By Paula Aven Gladych
Rising interest rates
and a soaring stock market have boosted the funded status of corporate pension plans to the highest point they have been since 2007.
“That was the last year when plan liabilities were decreasing — by about 3 percent [for Fortune 1000 companies with pension plans], and plan assets were increasing — 5.9 percent on average,” said Kimberly Stockton, Vanguard Investment Strategy Group.
This year is shaping up to be even better. At the end of September, the S&P 500 returned 19.79 percent for the year and interest rates were continuing their climb that began in September 2012, she said.
Plan sponsors are required to use the interest rates on high-quality bonds to measure their plan liabilities. When interest rates go down, plan liabilities go up.
Interest rates hit their all-time low in August 2012 and plan liabilities also reached an all-time low funded status. Rates have steadily improved since then and the unfunded ratio of plans has decreased.
According to Vanguard’s “Survey of defined benefit pension plans
, 2012,” the majority of plan sponsors are concerned about managing the volatility of their pension portfolios.
Nathan Zahm of Vanguard Investment Strategy Group said that because of improving market conditions, he believes that many plan sponsors will resurrect plans that were put on hold. Others may take this opportunity to terminate their plans.
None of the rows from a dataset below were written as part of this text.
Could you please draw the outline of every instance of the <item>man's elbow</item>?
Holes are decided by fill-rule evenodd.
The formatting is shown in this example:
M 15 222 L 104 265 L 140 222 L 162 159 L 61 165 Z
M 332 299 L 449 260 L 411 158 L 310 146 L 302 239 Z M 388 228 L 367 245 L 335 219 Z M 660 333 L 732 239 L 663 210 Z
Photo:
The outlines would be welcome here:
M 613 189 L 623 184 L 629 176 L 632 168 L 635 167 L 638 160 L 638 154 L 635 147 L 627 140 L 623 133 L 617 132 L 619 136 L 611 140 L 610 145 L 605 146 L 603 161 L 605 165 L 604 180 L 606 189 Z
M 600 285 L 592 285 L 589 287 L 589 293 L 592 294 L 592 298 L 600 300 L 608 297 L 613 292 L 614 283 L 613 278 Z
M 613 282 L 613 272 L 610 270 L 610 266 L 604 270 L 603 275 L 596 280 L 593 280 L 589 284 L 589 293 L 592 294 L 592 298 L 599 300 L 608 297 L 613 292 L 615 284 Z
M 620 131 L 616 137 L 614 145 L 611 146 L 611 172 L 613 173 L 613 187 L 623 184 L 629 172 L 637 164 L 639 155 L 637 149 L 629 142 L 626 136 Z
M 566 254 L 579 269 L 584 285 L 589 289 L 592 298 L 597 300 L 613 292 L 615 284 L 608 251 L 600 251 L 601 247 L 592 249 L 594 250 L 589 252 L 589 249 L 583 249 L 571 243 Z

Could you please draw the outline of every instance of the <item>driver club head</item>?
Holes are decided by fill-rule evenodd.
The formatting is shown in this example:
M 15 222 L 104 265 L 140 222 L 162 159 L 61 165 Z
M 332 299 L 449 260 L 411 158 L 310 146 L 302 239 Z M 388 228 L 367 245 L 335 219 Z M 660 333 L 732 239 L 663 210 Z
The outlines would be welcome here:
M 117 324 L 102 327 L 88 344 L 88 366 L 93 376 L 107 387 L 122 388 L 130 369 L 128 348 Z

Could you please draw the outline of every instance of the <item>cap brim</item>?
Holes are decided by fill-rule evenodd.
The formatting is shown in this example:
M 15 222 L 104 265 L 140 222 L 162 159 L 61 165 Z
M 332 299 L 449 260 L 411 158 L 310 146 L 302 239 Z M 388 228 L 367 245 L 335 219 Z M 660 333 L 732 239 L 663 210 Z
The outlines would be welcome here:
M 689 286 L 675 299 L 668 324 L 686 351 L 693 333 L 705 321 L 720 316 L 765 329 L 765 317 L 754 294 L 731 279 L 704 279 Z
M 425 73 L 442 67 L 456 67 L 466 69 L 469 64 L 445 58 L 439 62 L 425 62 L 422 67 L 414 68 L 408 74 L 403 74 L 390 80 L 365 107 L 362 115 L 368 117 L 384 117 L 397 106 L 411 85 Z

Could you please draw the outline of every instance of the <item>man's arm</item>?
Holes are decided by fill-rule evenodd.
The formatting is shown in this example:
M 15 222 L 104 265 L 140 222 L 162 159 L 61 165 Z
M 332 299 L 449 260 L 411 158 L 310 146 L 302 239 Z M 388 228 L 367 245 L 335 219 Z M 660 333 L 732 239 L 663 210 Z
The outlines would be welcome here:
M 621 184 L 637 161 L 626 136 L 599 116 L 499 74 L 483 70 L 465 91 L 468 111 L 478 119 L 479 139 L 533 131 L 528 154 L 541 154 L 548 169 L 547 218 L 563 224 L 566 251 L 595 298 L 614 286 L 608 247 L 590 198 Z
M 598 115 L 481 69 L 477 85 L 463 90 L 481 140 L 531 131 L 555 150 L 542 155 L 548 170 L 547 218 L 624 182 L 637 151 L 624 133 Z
“When interest rates were so low and funded status so poor, they couldn’t do so without making large and costly contributions. Now, that cost has likely decreased significantly,” he said.
Plan sponsors considering a lump-sum payout to terminated, vested participants will probably make that happen early next year, he said.
Lump sums are calculated using interest rates, so lower rates mean higher lump sums. So right now, with interest rates going up, the cost of lump sums has gone down.